One way to go about change to meet those millenium goals is to build the capacity of existing health services in PNG. At least this has been working for Church Health Services in terms of staff capacity building, staff motivation, clinical upgrade, strong health management,adequate and timely resource management, quality assurance, M&E etc. There are other incentives that have been working well for maternal and child health programs in some parts of PNG. Eg. funding waiting houses for pre natal and post natal women near remote clinics to improve access. Continue supporting weekly and monthly MCH clinics (foot patrols) and annual foot patrol immunisation campaigns. MCH being intergrated to other health services like HIV, Sexual Health and family health etc to increase education and access.
I’m happy to discuss the models practiced at three highlands provinces of PNG under Catholic Health Services in comparision to government run clinics if you are interested.
Caritas Australia STI Management Program–PNG
I totally agree with marie mondu. The church run institutions in health services are doing well in providing maternal/child health care, immunisation etc.. despite limited funds, however government run health services are failing in providing services to most of the rural population. When funds run dry up they slow down services. Rachy B (PMGH) PNG.
I agree with Marie that church health services are doing their best under difficult conditions to improve the maternal health of this country. The VHV program in PNG I do not see the benefits. PNG is a country that we value our relationships and it is the families that help and people in times of need generally call for assistance and help from their families not VHVs. What we need is to increase CHW training programs, General Nursing, Midwifery programs and Medical School and improve the health system to develop strategies to retain professionals in remote and rural places where the population in need are.

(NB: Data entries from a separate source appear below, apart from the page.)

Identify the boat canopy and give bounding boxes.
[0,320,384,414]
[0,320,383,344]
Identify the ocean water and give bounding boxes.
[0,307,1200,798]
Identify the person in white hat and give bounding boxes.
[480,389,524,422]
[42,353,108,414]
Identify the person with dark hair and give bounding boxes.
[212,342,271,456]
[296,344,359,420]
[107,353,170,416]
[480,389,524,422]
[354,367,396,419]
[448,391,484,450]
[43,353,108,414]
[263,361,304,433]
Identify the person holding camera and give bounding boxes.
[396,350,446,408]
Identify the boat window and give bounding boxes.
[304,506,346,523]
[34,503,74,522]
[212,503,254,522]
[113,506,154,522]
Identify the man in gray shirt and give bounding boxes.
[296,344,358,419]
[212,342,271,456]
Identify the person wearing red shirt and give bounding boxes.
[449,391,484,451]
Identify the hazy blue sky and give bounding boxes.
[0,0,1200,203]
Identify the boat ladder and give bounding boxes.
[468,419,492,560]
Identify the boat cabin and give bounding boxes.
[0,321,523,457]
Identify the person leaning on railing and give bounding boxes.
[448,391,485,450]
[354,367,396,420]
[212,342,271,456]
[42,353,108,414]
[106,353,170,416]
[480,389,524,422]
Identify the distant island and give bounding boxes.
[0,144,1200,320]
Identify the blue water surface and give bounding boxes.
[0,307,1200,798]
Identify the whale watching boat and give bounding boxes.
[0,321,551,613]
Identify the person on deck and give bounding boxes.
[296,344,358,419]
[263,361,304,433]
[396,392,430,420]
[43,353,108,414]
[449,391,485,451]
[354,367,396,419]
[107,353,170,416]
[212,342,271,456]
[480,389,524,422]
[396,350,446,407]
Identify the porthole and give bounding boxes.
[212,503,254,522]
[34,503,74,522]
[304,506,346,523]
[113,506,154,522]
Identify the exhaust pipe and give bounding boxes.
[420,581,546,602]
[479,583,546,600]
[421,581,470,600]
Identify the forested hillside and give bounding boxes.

I do are agree that health workers are doing much to save lives at where they are working and engaging. Currently, to be frank grandaunts from nursing schools, CHW training schools and medical schools are not performing competently unlike 10 years ago. Their work performance has gone down the drain. I used to wonder how did they get in to the training schools, as the saying goes “garbage in garbage out”. We already have incompetent health professionals who are suppressing the programs and the health system. There should be through investigation and monitoring of enrolling of new students in health training schools and also every employer should give competency test prior employment. Therefore, I recommend proper screening in both enrolling and employing.